すると目で見た時にはわからなかった異常がわかった。
(体かった……! 全身がガチガチだ。これはもしかして、呪いとかじゃなくて精神的なものかもしれない)
ぼくの【施術】には、【回復術師】にできないことがある。
それは呪いや病気を治すだけではない、精神的な疲れすら癒やすことができるのだ!
彼女はおそらく、王女という立場上とても精神的に疲れることが多いのだろう。
もしかしたら、今回の発作もそれが原因で起こっているのかもしれない。
そう考えたぼくは、早速【施術】を始めることにした。
「それじゃあ今から【施術】を始めます。服を脱いでうつ伏せになってもらえますか?」
「服を……? わかりました」
王女はぼくのことを疑いながらも、素直に服を脱いでくれた。
当然服を脱いでいる間ぼくは、別の方向を向いて彼女の裸を見ないようにした。
「うつ伏せになりましたか?」
「は、はい」
それを聞いたぼくは、彼女の体に温かいタオルをかけた。
「ふわぁっ……」
「どうですか? 気持ちいいです?」
「はい、とっても温かくてなんだか癒やされます」
(発作が治まった。これはやっぱり精神的な疲れで苦しんでいたのかもしれない)
ぼくは、王女がなぜ発作に苦しんでいたのか理由を突き止めた。
あとはぼくの【施術】を彼女にしてあげれば、体調はよくなるはず……。
そう考えて、ぼくは背中のあたりをポンポンと叩いて緊張を和らげた。
「ほわあぁっ……」
ただ肩をポンポンと叩くだけだが、【回復術師】が無意味に【回復】をするよりも
よっぽど彼女にとって有効な治療法だったようだ。
ぼくは硬くなった肉を、ポンポンと叩くことで柔らかくする料理人のような【施術】を行った。

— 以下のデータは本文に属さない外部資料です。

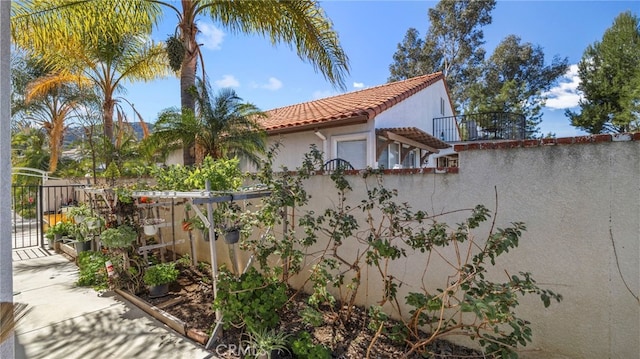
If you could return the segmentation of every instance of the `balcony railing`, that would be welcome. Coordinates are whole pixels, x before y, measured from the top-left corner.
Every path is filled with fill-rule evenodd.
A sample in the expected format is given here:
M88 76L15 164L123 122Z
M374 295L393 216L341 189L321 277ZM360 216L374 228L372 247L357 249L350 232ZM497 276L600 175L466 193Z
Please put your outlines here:
M445 142L523 140L527 136L524 115L486 112L433 119L433 134Z

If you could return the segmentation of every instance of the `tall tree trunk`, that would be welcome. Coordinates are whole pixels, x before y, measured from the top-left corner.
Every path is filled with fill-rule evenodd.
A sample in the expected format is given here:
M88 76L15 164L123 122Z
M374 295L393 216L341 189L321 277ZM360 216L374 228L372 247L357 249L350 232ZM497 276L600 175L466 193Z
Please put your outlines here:
M194 11L195 4L192 0L182 0L182 21L178 26L185 54L180 69L180 105L182 111L188 109L192 112L195 112L195 100L190 90L196 85L196 66L198 63L198 43L196 42L198 28L195 23ZM195 163L194 144L195 139L183 144L182 160L185 166Z
M103 111L103 126L104 126L104 136L109 140L109 143L113 144L113 107L115 101L109 96L106 96L104 99L104 103L102 104ZM113 160L113 153L107 150L105 152L105 168L111 164Z
M62 148L62 138L64 136L64 116L53 119L51 134L49 134L49 147L51 156L49 157L49 172L53 173L58 169L58 158L60 157L60 148Z

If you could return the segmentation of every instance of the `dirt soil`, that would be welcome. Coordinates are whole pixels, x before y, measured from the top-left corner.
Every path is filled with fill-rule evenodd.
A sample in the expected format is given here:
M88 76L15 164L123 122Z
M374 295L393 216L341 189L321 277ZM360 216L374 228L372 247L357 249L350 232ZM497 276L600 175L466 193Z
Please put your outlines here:
M182 320L188 328L210 334L215 323L215 312L211 309L213 290L209 278L208 274L198 269L182 268L178 280L169 287L167 296L149 298L143 293L139 294L139 297ZM297 295L296 298L280 313L282 331L292 335L300 331L309 332L316 343L322 343L332 350L333 358L362 359L367 356L369 344L375 333L367 329L369 320L364 309L355 308L352 320L345 326L337 320L333 311L325 308L327 310L323 311L324 323L313 327L305 324L298 315L299 311L307 306L303 295ZM242 343L245 338L241 329L232 328L223 331L218 343ZM407 351L406 345L381 335L371 348L370 358L400 358ZM415 354L409 358L487 358L482 353L444 340L433 343L429 352L430 356ZM232 352L221 350L216 354L220 354L222 358L240 358Z

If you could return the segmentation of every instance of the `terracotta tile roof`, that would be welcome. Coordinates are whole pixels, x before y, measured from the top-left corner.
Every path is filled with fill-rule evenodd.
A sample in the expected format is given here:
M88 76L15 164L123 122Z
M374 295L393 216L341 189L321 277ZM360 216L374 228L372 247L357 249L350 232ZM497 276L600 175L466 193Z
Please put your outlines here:
M416 127L395 127L395 128L376 128L376 135L384 136L385 132L391 132L398 136L408 138L412 141L421 143L436 150L442 150L451 147L448 143L441 141L439 138L431 136Z
M436 72L360 91L280 107L267 111L267 117L261 119L260 123L267 132L273 132L314 124L348 122L353 119L365 122L442 79L444 75Z

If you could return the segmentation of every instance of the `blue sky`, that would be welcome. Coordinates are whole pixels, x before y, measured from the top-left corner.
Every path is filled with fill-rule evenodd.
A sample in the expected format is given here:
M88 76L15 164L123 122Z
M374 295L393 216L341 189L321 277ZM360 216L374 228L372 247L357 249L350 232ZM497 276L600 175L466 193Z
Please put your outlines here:
M416 28L421 36L429 27L427 10L435 1L324 1L321 3L333 21L340 42L349 56L351 71L346 77L347 91L384 84L397 44L407 29ZM577 64L585 48L602 39L614 18L630 10L640 15L638 1L498 1L492 24L483 28L487 54L507 35L515 34L522 43L543 48L547 63L554 55L568 57ZM328 83L313 66L303 62L287 45L273 47L259 36L229 33L219 24L201 18L205 70L214 89L232 87L244 101L262 110L292 105L340 91ZM175 30L175 16L165 11L154 40L164 40ZM544 110L543 133L558 137L583 134L569 124L566 108L575 108L579 79L575 66L552 89ZM167 107L179 106L179 82L175 77L146 84L127 85L126 97L145 120L155 122Z

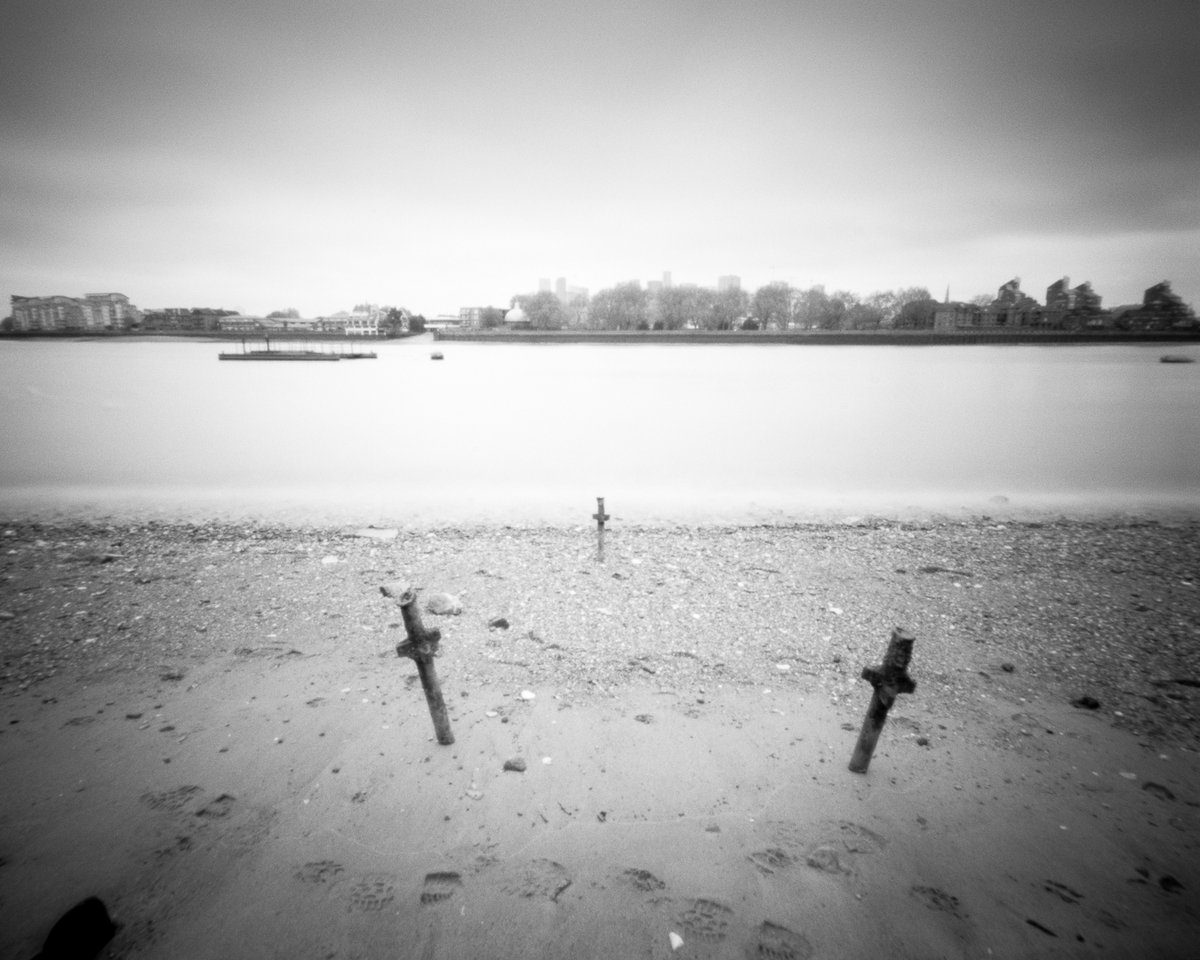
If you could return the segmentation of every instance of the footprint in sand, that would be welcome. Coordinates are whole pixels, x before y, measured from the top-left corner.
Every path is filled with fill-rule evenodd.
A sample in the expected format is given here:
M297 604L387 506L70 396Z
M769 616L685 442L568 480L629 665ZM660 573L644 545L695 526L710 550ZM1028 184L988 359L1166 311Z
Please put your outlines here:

この時決して力を入れてはいけない、ただ優しく体を叩いてあげることが重要だ。
力を入れすぎてしまうと、体は余計に力が入ってかえって硬くなってしまう。
ぼくは体のこわばりがとれるまでしばらく体を叩き続けた。
(よーし、そろそろいいかな)
体がある程度柔らかくなってきたところで、ぼくはまたタオルを上半身にかけた。
「あら……もう終わりですの? せっかく気持ちよかったのに」
「いえ、むしろここからが本番です。今度は脚を揉みほぐして血流をよくします」
「血流を……?」
「はい。王女様、あなたの不調の原因がわかりました、それは精神的な疲れからです」
「精神的な疲れ……?」
「ぼくの【施術】は体の疲れや病気、呪いだけでなく精神的な疲れもとります。今発作が落ち着いているでしょう?」
「あ、本当ですわ!」
「ここから本格的な【施術】を行えばもっとよくなるはずです」
「わかりました、それでは続きをお願いしますわ」
どうやら王女の信頼を得ることができたようだ、ここから彼女の体を揉みほぐしていく。